Enfrentam com coragem os poderosos, como Elias diante do rei Acab, Natan
diante do rei Davi, João Batista diante de Herodes, etc. Nos salmos, a
realidade da rejeição se transforma em oração: "Senhor, estamos fartos
do escárnio dos ricaços e do desprezo dos soberbos" (cf. Sl
122/123,3-4).
Cristo é rejeitado, preso, condenado, maltratado e morto (e morte de
cruz, cf. Fl 2,8) por determinação das autoridades religiosas e do poder
romano. De fato, aos apóstolos já predissera: "eis que eu vos envio
como ovelhas entre lobos ... Guardai-vos dos homens: eles vos entregarão
aos sinédrios e vos flagelarão ... E, por causa de mim, sereis
conduzidos à presença de governadores e reis, para dar testemunho
perante eles e perante as nações" (Mt 10,16-18).
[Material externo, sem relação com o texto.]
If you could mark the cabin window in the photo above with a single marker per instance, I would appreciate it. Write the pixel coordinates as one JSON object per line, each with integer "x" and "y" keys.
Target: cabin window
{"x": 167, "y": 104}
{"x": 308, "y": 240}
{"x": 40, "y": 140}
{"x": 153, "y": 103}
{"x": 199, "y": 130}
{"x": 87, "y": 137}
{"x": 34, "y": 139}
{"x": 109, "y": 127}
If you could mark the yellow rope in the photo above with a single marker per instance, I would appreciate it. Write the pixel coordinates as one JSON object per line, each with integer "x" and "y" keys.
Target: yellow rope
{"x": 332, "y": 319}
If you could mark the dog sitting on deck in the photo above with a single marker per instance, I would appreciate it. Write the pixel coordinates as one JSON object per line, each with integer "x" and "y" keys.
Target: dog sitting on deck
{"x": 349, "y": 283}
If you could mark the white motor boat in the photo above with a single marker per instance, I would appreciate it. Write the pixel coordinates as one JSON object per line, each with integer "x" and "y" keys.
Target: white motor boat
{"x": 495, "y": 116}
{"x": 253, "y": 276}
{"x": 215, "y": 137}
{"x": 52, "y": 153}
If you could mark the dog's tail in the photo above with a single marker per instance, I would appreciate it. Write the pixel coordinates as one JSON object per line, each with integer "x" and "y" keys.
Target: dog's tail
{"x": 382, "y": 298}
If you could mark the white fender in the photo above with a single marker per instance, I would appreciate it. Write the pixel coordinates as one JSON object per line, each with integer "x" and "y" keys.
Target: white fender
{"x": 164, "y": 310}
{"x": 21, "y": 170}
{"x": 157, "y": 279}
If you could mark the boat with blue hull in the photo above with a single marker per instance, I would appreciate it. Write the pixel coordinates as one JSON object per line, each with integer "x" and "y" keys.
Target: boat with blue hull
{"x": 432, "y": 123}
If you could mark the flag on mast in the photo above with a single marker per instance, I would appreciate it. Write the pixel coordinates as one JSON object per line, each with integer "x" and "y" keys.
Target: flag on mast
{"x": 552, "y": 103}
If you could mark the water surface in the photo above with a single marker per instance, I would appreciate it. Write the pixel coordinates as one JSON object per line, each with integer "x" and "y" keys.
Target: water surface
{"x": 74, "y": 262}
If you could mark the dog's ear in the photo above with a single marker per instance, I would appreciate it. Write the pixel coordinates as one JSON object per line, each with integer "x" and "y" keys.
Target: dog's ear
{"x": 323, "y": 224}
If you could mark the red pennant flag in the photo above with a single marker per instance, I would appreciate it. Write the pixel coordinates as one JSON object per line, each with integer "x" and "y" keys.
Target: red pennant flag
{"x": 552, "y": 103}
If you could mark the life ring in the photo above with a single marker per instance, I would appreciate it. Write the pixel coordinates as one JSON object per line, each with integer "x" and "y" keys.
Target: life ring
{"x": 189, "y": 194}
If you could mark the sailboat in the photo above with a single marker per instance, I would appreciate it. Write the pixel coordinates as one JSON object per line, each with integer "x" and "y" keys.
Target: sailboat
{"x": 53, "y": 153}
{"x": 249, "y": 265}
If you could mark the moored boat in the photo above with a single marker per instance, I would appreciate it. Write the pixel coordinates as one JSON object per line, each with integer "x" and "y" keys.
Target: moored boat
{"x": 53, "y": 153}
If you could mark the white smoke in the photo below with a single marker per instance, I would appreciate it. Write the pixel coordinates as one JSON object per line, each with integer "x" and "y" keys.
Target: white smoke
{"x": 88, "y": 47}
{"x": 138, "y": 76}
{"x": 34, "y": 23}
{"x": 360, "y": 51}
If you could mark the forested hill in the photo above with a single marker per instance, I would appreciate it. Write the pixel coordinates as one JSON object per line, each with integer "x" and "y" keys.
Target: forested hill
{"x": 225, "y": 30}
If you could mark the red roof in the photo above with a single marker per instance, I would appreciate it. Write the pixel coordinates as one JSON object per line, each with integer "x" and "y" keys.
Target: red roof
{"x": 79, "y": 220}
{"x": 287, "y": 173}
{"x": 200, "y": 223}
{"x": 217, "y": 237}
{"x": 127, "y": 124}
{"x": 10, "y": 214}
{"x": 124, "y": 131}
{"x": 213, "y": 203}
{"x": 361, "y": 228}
O livro dos Atos dos Apóstolos traz diversas passagens que narram
perseguições, angústias, prisões pelas quais passaram Pedro, Paulo e os
outros apóstolos. A Timóteo, discípulo e colaborador, Paulo exorta:
"assume a tua parte de sofrimento como um bom soldado de Cristo Jesus"
(2 Tm 2,3). No final de sua vida, sente que será oferecido em sacrifício
e que receberá a coroa do martírio (cf. 2 Tm 4,6-8).
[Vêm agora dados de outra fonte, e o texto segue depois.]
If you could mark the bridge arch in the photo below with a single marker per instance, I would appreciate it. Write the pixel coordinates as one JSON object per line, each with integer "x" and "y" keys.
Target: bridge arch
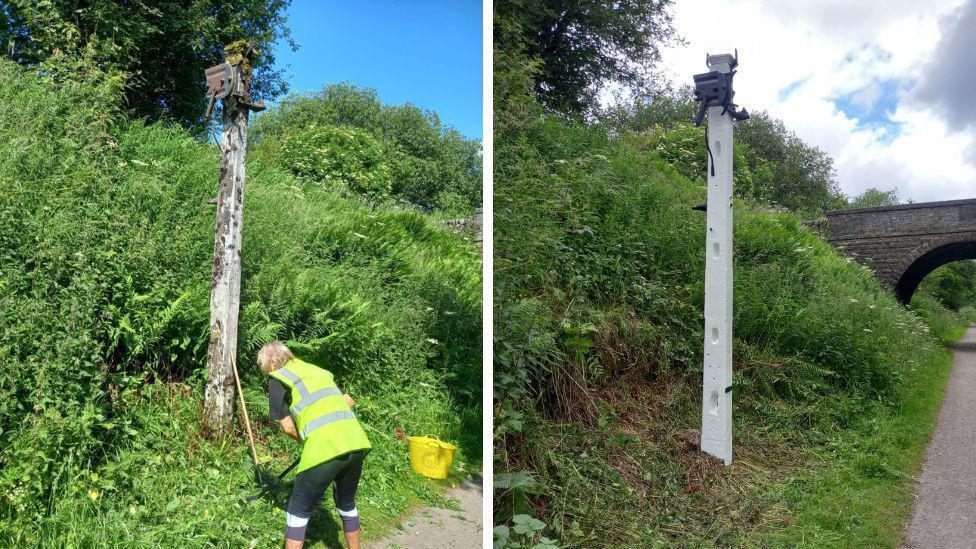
{"x": 904, "y": 243}
{"x": 928, "y": 262}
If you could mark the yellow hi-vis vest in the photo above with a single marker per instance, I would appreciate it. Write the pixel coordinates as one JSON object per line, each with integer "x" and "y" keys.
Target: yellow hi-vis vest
{"x": 324, "y": 421}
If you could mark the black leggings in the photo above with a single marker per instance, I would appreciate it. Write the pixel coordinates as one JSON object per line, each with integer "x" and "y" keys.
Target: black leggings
{"x": 310, "y": 486}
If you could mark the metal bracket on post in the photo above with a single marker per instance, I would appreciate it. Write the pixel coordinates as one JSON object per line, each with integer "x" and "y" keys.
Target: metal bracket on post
{"x": 221, "y": 81}
{"x": 714, "y": 90}
{"x": 224, "y": 80}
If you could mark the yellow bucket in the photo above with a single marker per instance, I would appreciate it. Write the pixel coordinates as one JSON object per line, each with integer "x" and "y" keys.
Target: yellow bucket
{"x": 430, "y": 456}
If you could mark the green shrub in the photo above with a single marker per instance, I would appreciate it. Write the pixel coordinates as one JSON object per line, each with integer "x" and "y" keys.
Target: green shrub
{"x": 343, "y": 157}
{"x": 394, "y": 151}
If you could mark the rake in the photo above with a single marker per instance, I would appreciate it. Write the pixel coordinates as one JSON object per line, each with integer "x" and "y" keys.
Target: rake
{"x": 265, "y": 486}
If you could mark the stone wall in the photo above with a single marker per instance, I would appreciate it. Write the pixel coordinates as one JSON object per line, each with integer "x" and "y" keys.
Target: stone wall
{"x": 908, "y": 238}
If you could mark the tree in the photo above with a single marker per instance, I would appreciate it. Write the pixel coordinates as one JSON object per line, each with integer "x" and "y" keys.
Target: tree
{"x": 802, "y": 176}
{"x": 585, "y": 44}
{"x": 161, "y": 47}
{"x": 873, "y": 198}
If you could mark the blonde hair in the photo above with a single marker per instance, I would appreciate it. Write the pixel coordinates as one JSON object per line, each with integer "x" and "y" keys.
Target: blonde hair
{"x": 273, "y": 355}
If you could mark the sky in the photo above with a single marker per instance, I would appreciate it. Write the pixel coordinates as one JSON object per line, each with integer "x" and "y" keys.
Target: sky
{"x": 425, "y": 52}
{"x": 887, "y": 88}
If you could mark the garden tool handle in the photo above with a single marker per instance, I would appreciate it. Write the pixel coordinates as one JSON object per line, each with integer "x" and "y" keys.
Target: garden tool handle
{"x": 247, "y": 420}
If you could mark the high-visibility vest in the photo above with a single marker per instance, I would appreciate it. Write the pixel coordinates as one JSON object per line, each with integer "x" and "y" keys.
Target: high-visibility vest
{"x": 325, "y": 423}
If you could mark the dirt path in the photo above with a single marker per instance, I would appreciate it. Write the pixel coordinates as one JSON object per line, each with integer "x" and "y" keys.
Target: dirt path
{"x": 435, "y": 527}
{"x": 945, "y": 507}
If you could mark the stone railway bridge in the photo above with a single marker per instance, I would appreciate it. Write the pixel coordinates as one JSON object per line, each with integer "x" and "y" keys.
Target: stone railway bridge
{"x": 904, "y": 243}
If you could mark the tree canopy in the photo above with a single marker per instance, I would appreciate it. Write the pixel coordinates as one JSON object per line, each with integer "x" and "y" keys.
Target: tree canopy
{"x": 583, "y": 45}
{"x": 161, "y": 48}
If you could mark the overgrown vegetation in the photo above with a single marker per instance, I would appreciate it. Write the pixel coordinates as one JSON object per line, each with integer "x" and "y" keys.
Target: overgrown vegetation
{"x": 346, "y": 139}
{"x": 158, "y": 49}
{"x": 598, "y": 331}
{"x": 106, "y": 242}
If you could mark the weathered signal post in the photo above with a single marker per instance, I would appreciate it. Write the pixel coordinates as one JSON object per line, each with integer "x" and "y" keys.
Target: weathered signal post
{"x": 231, "y": 83}
{"x": 714, "y": 90}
Confiança em Deus. A força do Profeta vem de Deus, conforme revelou
Cristo a Paulo: "basta-te a minha graça. Pois é na fraqueza que a força
se manifesta" (2 Cor 12,9a). Paulo, sabendo em quem colocou sua
confiança, exprime, de diversos modos, essa certeza: "se Deus é por nós,
quem será contra nós?" (Rm 8,31); "quem nos separará do amor de
Cristo?" (Rm 8,35); "tudo posso naquele que me dá força" (Fl 4,13); "eu
me gloriarei das minhas fraquezas, para que a força de Cristo habite em
mim" (2 Cor 12,9b).
E a Igreja reza: "ó Deus, que pela humilhação do vosso filho,
reerguestes o mundo decaído, enchei os filhos e filhas de santa alegria e
dai aos que libertastes da escravidão do pecado o gozo das alegrias
eternas" (14º domingo TC).
A humildade é virtude a ser exercitada pelo cristão e evangelizador:
"aquele que se exaltar será humilhado, e aquele que se humilhar será
exaltado" (Mt 23,12; Lc 14,11; 18,14). Sofrer e ser humilhado são
conseqüências de quem anuncia a palavra de Deus e não a sua; a verdade
do Evangelho e não a própria. De quem se coloca a serviço, como fez o
Cristo: "eu, porém, estou no meio de vós como aquele que serve" (Lc
22,27).
A Igreja continua a missão dos profetas, dos apóstolos e do próprio
Filho de Deus, anunciando, testemunhando, realizando sinais, para a vida
do mundo. Nisto consiste sua essência, sua verdadeira identidade, sob a
orientação e inspiração do Espírito Santo, na força da oração.